Icahn has proposed paying $15 per share for 58 percent of Dell, while Blackstone has indicated it can pay more than $14.25 per share — both deals involve saddling the company with a lot of debt and keeping it on public markets. Silver Lake’s $13.65 per share all-cash offer would see Dell go private.

Dell’s proxy statement did not directly pass judgment on the Blackstone and Icahn bids, yet it warned that any leveraged recapitalization was risky if the company was to remain public.

“Even when taking into account the certain value distributed to stockholders, (a leveraged recapitalization) would be unlikely to result in an aggregate value exceeding the $13.65 per share merger consideration and would present a number of risks and challenges,” Dell said in the statement, referring to its special committee’s review.
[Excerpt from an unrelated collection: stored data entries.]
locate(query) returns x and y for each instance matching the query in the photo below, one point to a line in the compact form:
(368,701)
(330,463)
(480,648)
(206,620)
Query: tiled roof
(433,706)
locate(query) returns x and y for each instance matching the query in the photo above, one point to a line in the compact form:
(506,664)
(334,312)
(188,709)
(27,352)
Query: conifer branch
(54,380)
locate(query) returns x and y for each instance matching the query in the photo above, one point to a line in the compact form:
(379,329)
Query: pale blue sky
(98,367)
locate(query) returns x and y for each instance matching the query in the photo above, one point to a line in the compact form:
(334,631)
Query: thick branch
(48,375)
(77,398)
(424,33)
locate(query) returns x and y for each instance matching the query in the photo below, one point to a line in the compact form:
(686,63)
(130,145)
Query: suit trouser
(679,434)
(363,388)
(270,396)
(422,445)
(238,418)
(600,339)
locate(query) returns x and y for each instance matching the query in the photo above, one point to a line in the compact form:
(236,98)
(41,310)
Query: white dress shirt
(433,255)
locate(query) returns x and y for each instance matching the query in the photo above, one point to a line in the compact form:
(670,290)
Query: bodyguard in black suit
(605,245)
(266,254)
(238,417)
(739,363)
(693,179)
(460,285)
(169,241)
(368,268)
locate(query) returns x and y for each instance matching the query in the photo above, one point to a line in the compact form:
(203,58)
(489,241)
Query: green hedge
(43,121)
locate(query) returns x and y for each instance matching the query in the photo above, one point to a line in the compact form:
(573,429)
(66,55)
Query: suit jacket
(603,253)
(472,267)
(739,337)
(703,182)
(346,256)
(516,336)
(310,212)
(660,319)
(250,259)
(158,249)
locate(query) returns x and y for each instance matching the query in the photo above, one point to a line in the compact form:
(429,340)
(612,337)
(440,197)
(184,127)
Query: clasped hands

Such a move would decrease employee, customer and supplier confidence in the company’s long-term prospects and potentially limit the company’s ability to aggressively implement its long-term business strategy, Dell added.

Under all scenarios examined by Boston Consulting Group, which carried out an independent analysis for Dell, revenues are seen slipping every year to 2016. Dell’s board expects fiscal 2014 operating income of $3 billion, down from last summer’s internal forecast of as much as $5.6 billion, the proxy shows.


Dell painted an account of arduous negotiations. It set up a special committee to evaluate all the company’s options aiming to placate concerns over potential conflicts of interest facing Michael Dell.

The CEO owns 15.7 percent of the company he started in 1984 out of his college dorm room with $1,000. Under his take-private deal, Michael Dell and his investment firm would own 75.9 percent of the company, with Silver Lake owning the rest.

Dell said Michael Dell’s and Silver Lake’s post-buyout plan anticipated adding a significant number of sales personnel and boosting spending on research and development. There are no plans to embark on major assets sales following the buyout, it added,

The restructuring plan envisioned, were it to be carried out with Dell as a public company, would not be palatable to shareholders and the stock could suffer, Dell said.

Dell also said a strategic party, whose identity it did not disclose, expressed interest on January 24 to acquire its financial services business for its book value, estimated at between $3.5 billion and $4.5 billion, excluding debt.

A standalone deal of this kind would not benefit the company, Dell concluded.